Operator: Your next question comes from the line of Ken Hoexter from Bank of America. Please go ahead. Your line is open.

Ken Hoexter : Great, good afternoon. So just, I guess, thinking about the performance there, either Mike or Joe, it looked like your on-time origination is down at 71% on-time arrivals at 69%. What is still missing from the operations to get that efficiency improving? Have you changed the categories at all to see those sliding since the beginning of the year? Maybe just what are your thoughts on how that gets increased efficiency to get those additional operating leverage savings?

Mike Cory : Yeah, thanks, Ken. It just goes back to what I’m talking about in our yards and our terminal performance, and that’s where our focus will be. Again, I’ve been getting the folks to really focus on connecting cars, increasing train size. So we’re going through some growth periods in that sense. Yeah, it’s affecting the on-time performance. But at the end of the day, we’re counting on making sure we fulfill the trip plan of the customer, and in some cases, it’s going to change the way we design our network and the time the trains go. So I’m not concerned about that at this stage. It certainly isn’t anything to do with congestion or poor performance. These are the growing, the growth what I call, growth observations of a network that’s starting to change and really look to more maximize the assets that we have out there to create capacity.

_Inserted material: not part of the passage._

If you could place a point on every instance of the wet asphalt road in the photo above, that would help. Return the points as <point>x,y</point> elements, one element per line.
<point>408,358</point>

So it’s not a cause of concern at this moment. Trust me, we look at it in a lot, measured at the minute. So this isn’t, it’s not like we’ve got trains that are late, late, late. These are fractions of hours. And so that’s fine. We know we have to operate on time. But at the end of the day, it’s the delivery to the customer. It’s their first mile, last miles, their pain points that we’re focused on. And at the same time, we’re driving efficiency through running a more condensed network.

Operator: Your next question comes from the line of Chris Wetherbee from Citi. Please go ahead. Your line is open.

Chris Wetherbee : Hey, thanks. Good afternoon, guys. Maybe I just wanted to follow up on the Resources question. I guess, as you think about the portfolio of the business opportunities ahead of you that informs the volume growth outlook. Can that be done? Or what are the resources required, I guess, as you think about the plans? When we think about headcount, maybe specifically, but maybe also locomotives, what is the growth associated with that that you guys have in the plan for 2024?

Sean Pelkey : Yeah. I mean, Chris, one thing to just think about is we added head count through the year in 2023, right? So if we just held everything flat to where we ended the year last year, would be up 2% year-over-year with a little bit more of that year-over-year growth in the first half than in the second half. I think our view right now is that, by and large, with a couple of exceptions, we should be able to hold head count flat and absorb the new growth that’s coming on in the network. And so we’ll be able to do that. First quarter, it won’t look like tremendous employee efficiency just because we added through the year last year, we get into the second half of the year. I think that’s where you’re going to see the labor productivity show up.

Mike Cory : Yeah. And just on top of that, too, Chris. Staying with locomotives, where we still have opportunity to use the locomotives we have out there working, use them harder. And so that’s a big focus for us, whether it’s dwell, whether it’s connection, whether it’s what they’re pulling, I believe we have the capacity to grow just of what we have out there right now.

Operator: Your next question comes from the line of Amit Mahrotra from Deutsche Bank. Please go ahead. Your line is open.

Amit Mehrotra : Thanks, Operator. Hi, everybody. So, Sean, can you just help us, I guess, calibrate 1Q expectations in terms of operating ratio. You talked about $30 million to $35 million of kind of one-timers in the fourth quarter. I think that’s like a point of OR. Volume is down, I guess, a little over 6%. So that’s obviously a headwind weather is tough. So just talk about that. And then on the cost side, PS&O costs, there’s a lot of focus on labor. Again, it’s your biggest cost bucket, but PS&O is a pretty large bucket. And if I look over the last three to four years, the rate of inflation in PS&O costs are like more than double revenue growth. What’s going on there? What’s the opportunity to kind of hold the line or bring that down? Because if I remember correctly, back in ’17- ’18 was really a great place to look for efficiency and opportunity. I just want to know if there’s an opportunity there in ’24 as well.